Despierta con unas legañas que no le permiten abrir los ojos. Mira a su alrededor, recuerda el frío que supone estar a la intemperie y que ha olvidado por el sopor de la noche. Alza el hocico intentando vislumbrar a alguien pero no lo consigue. Agacha de nuevo la cabeza desanimado por su vano intento; casi llorando por creer que pudiera haber alguien, o por el hecho tener la ilusión de tal milagro.
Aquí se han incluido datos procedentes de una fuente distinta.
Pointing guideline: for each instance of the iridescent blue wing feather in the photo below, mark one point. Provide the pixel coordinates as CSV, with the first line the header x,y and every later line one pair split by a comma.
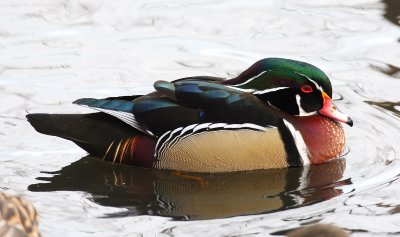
x,y
185,102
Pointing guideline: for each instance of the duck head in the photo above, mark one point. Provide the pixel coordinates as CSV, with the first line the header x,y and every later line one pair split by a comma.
x,y
302,94
294,87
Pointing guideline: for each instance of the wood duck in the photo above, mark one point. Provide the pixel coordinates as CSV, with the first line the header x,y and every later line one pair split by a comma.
x,y
18,218
277,113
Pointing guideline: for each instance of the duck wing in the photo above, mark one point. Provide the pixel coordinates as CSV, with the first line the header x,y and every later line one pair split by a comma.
x,y
184,102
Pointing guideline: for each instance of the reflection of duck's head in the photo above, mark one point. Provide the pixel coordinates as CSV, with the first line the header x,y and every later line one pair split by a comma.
x,y
18,217
319,230
197,195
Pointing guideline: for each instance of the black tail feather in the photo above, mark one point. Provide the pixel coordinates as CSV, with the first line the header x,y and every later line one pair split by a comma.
x,y
92,132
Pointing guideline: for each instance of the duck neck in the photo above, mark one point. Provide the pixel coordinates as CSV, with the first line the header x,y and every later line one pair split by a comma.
x,y
323,137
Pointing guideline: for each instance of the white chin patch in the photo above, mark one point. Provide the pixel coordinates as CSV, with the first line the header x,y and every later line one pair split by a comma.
x,y
301,110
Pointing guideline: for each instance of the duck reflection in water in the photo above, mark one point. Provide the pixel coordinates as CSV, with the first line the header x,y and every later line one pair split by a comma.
x,y
189,196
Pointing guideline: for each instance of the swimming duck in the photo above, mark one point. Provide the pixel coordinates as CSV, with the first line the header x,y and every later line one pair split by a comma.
x,y
18,218
277,113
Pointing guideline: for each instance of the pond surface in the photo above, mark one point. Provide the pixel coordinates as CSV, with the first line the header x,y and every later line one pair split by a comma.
x,y
53,52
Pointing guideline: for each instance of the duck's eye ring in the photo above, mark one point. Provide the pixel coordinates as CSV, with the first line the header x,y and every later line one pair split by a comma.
x,y
306,88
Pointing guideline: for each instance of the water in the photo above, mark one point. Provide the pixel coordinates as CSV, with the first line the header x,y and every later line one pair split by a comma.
x,y
53,52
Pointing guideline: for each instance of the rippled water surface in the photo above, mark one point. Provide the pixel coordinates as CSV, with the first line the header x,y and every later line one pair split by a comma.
x,y
52,52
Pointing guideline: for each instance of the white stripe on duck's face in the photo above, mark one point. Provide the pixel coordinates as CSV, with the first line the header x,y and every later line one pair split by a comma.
x,y
228,148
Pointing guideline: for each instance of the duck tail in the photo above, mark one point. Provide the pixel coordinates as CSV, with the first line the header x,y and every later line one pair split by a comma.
x,y
92,132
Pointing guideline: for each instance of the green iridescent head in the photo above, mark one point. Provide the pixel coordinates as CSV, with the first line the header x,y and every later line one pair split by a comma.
x,y
270,73
294,87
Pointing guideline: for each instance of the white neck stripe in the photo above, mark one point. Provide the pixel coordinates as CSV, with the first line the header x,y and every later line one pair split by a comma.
x,y
299,142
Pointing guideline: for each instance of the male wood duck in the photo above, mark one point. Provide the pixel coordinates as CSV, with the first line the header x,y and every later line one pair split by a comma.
x,y
18,218
277,113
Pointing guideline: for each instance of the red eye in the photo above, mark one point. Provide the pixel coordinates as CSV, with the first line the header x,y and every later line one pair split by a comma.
x,y
306,88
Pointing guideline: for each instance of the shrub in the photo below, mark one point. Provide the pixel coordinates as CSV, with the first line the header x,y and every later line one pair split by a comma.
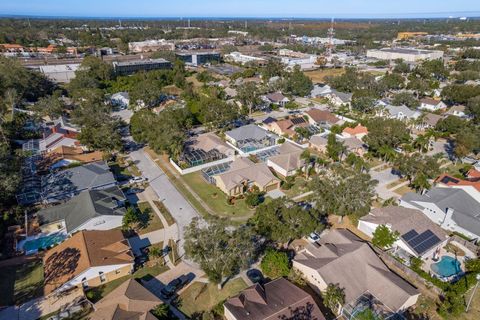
x,y
275,264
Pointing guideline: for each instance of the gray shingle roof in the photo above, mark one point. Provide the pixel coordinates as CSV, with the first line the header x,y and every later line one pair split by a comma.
x,y
66,183
87,205
250,131
466,209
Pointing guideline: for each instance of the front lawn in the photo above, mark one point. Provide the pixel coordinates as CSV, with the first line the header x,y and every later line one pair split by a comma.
x,y
298,188
149,218
19,284
165,212
215,198
97,293
204,296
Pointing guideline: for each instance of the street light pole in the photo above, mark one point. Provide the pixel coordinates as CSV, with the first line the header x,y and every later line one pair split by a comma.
x,y
474,290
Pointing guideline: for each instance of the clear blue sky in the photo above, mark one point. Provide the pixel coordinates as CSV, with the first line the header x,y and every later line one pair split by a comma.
x,y
242,8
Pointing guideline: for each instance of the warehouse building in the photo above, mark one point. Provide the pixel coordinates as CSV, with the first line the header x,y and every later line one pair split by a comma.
x,y
130,67
407,54
198,58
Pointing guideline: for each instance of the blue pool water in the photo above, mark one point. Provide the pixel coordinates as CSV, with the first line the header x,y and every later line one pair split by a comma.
x,y
447,266
43,242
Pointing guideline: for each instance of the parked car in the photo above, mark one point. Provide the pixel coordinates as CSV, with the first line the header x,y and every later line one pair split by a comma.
x,y
137,180
176,284
313,237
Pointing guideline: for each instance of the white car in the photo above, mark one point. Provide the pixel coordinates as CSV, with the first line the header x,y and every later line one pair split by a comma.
x,y
313,237
137,180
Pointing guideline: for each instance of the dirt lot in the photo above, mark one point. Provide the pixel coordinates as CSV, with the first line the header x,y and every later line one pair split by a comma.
x,y
319,75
Al comienzo del día abandona su dormitorio para no volver más. Deambulando por las calles llenas de gente que corre de un lado para otro como si les persiguiera la mismísima muerte. Pero nuestro vagabundo no corre porque sabe que no tiene ningún lugar a donde correr. Ha aprendido lo suficiente como para saber que las prisas son inutiles, y que el reloj solo es un negrero con minutero.
Ve pasar a la gente que le mira por encima del hombro, aunque también es cierto que nuestro vagabundo está sentado. Hablando por el teléfono móvil las personas intentan comunicarse sin saber que cuanto más utilicen ese chisme menos se comunican.
Curiosamente, sentados como nuestro vagabundo, se encuentran los jubilados. Los mira casi con fraternidad y se acerca con prudencia. Ellos no rechazan el afecto del vagabundo: le acarician la oreja, el lomo y la barriga; <<que bonito>>, le dicen mientras nuestro vagabundo agita la cola de un lado a otro, disfrutando del poco contacto humano que tiene al día.